Sedangkan Roy, sama sekali ia tak menoleh. Ia terus menatap layar laptop-nya.


"Baik, Pak. Saya akan segera menyuruhnya kemari." Staff itu undur diri dari ruangan itu.


"Hentikan dulu pekerjaanmu, itu orang suruhan tuan Wiliam sudah datang," ucap Adam pada Roy.


"Kamu saja yang urus dia, tempatkan di bagian pekerjaan yang sedang dibutuhkan." Jawab Roy tanpa menoleh.


Adam hanya bisa menghela napas panjang karena Roy tidak ingin turun tangan soal orang baru itu.


"Ayolah, Roy.

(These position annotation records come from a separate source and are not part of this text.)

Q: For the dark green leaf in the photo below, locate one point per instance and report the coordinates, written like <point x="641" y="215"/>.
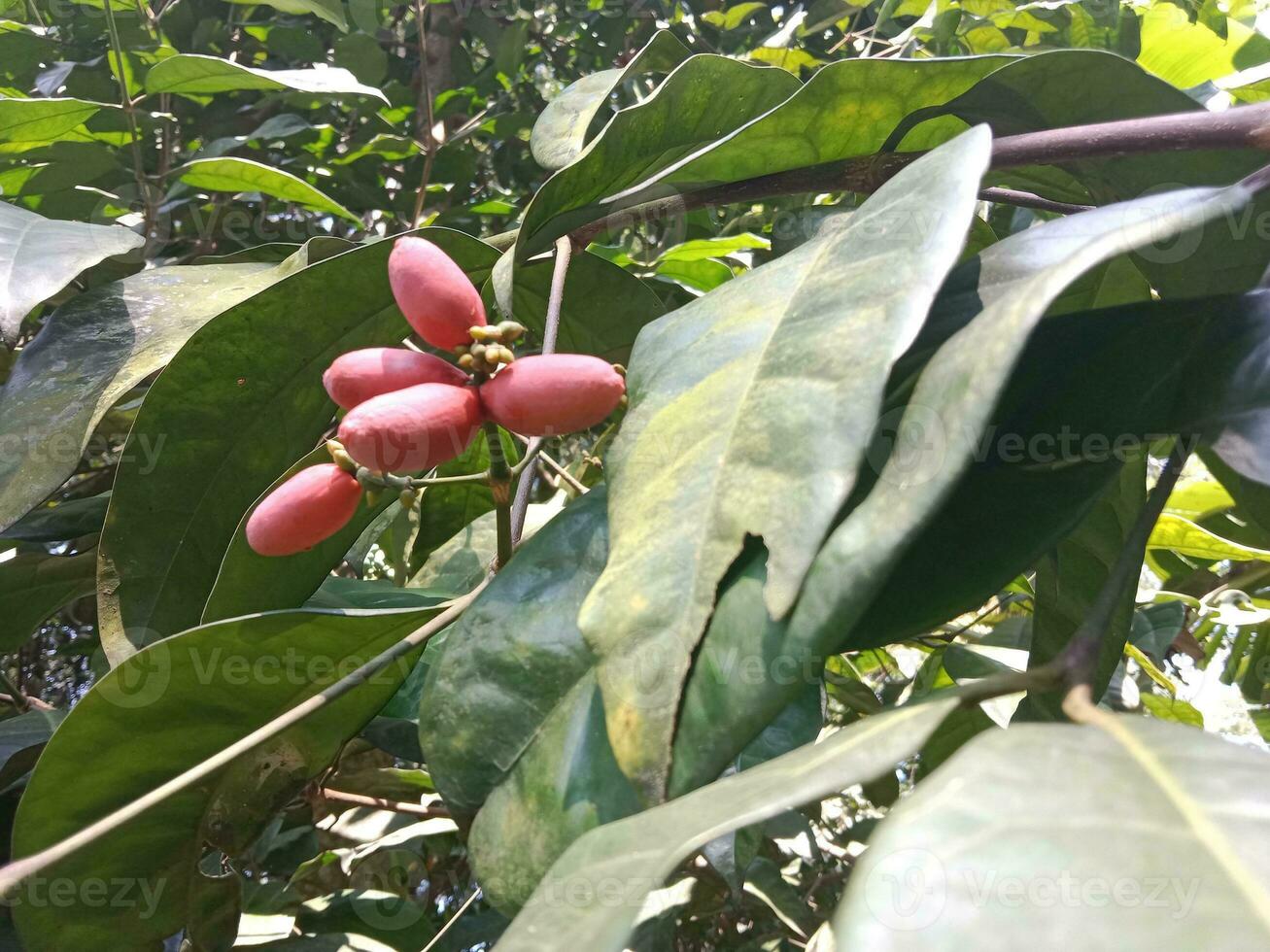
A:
<point x="165" y="710"/>
<point x="1020" y="827"/>
<point x="249" y="386"/>
<point x="91" y="352"/>
<point x="639" y="852"/>
<point x="727" y="397"/>
<point x="40" y="256"/>
<point x="33" y="587"/>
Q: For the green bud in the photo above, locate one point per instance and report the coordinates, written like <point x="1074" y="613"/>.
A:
<point x="339" y="456"/>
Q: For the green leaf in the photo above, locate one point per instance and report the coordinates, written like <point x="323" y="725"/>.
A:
<point x="727" y="397"/>
<point x="561" y="131"/>
<point x="249" y="386"/>
<point x="253" y="583"/>
<point x="1189" y="53"/>
<point x="36" y="122"/>
<point x="40" y="256"/>
<point x="159" y="714"/>
<point x="1170" y="708"/>
<point x="1021" y="829"/>
<point x="1184" y="537"/>
<point x="1076" y="86"/>
<point x="705" y="249"/>
<point x="1018" y="277"/>
<point x="230" y="174"/>
<point x="685" y="115"/>
<point x="33" y="587"/>
<point x="329" y="11"/>
<point x="1068" y="583"/>
<point x="641" y="851"/>
<point x="194" y="74"/>
<point x="399" y="922"/>
<point x="89" y="355"/>
<point x="686" y="137"/>
<point x="1252" y="496"/>
<point x="21" y="737"/>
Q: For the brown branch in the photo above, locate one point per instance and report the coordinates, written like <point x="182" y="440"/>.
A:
<point x="338" y="796"/>
<point x="1244" y="127"/>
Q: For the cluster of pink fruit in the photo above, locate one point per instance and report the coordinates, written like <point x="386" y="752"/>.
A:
<point x="409" y="412"/>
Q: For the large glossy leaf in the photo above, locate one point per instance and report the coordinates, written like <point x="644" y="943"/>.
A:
<point x="40" y="256"/>
<point x="91" y="352"/>
<point x="61" y="521"/>
<point x="253" y="583"/>
<point x="1068" y="582"/>
<point x="1185" y="537"/>
<point x="1146" y="835"/>
<point x="33" y="587"/>
<point x="728" y="396"/>
<point x="637" y="853"/>
<point x="195" y="74"/>
<point x="959" y="388"/>
<point x="159" y="714"/>
<point x="686" y="137"/>
<point x="231" y="174"/>
<point x="239" y="404"/>
<point x="561" y="131"/>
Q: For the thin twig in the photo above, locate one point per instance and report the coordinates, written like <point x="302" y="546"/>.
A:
<point x="429" y="141"/>
<point x="550" y="333"/>
<point x="17" y="871"/>
<point x="338" y="796"/>
<point x="129" y="112"/>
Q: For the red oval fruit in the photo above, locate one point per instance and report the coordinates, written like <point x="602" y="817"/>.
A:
<point x="357" y="376"/>
<point x="412" y="429"/>
<point x="310" y="507"/>
<point x="433" y="293"/>
<point x="553" y="393"/>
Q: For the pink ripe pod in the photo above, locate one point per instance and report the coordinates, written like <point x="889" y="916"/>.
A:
<point x="412" y="429"/>
<point x="310" y="507"/>
<point x="433" y="293"/>
<point x="553" y="393"/>
<point x="357" y="376"/>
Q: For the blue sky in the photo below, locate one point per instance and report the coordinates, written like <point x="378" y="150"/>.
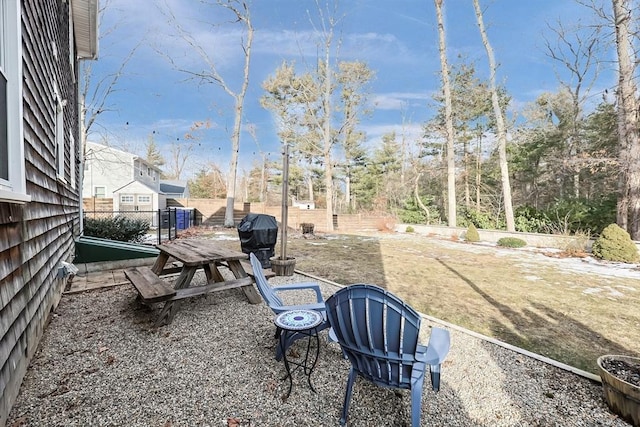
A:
<point x="398" y="39"/>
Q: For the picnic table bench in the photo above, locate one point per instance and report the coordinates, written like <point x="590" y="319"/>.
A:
<point x="190" y="255"/>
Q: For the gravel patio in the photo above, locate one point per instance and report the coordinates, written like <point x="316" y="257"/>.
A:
<point x="101" y="363"/>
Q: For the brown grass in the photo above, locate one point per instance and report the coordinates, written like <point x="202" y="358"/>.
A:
<point x="526" y="300"/>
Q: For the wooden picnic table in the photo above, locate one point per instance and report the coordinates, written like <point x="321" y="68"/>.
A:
<point x="190" y="255"/>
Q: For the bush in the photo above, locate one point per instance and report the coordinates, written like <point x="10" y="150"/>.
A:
<point x="118" y="228"/>
<point x="472" y="234"/>
<point x="578" y="243"/>
<point x="511" y="242"/>
<point x="468" y="216"/>
<point x="615" y="244"/>
<point x="531" y="220"/>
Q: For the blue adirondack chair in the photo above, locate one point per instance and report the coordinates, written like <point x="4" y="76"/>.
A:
<point x="378" y="333"/>
<point x="269" y="294"/>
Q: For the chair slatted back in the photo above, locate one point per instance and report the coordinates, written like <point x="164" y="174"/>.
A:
<point x="377" y="331"/>
<point x="265" y="290"/>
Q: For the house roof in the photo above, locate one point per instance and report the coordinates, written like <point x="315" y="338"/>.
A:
<point x="101" y="147"/>
<point x="172" y="187"/>
<point x="85" y="27"/>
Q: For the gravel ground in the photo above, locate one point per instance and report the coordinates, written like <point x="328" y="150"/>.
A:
<point x="101" y="363"/>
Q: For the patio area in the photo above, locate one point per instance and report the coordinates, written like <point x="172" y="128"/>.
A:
<point x="101" y="362"/>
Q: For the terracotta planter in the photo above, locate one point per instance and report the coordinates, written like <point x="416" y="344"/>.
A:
<point x="622" y="397"/>
<point x="283" y="267"/>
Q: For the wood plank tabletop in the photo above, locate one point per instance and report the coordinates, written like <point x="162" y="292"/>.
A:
<point x="194" y="252"/>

Bukannya orang itu yang akan membantumu soal proyek baru yang akan dijalani," kata Adam lagi.


Mau tak mau, Roy menghentikan aktivitasnya.


"Ya sudah, suruh saja dia masuk," kata Roy.


Dan tak lama, orang itu pun datang. Seorang gadis cantik berpakain modis menghampiri, aroma parfum dari si gadis menyeruak di ruangan itu. Seketika, Adam menghirup aroma itu.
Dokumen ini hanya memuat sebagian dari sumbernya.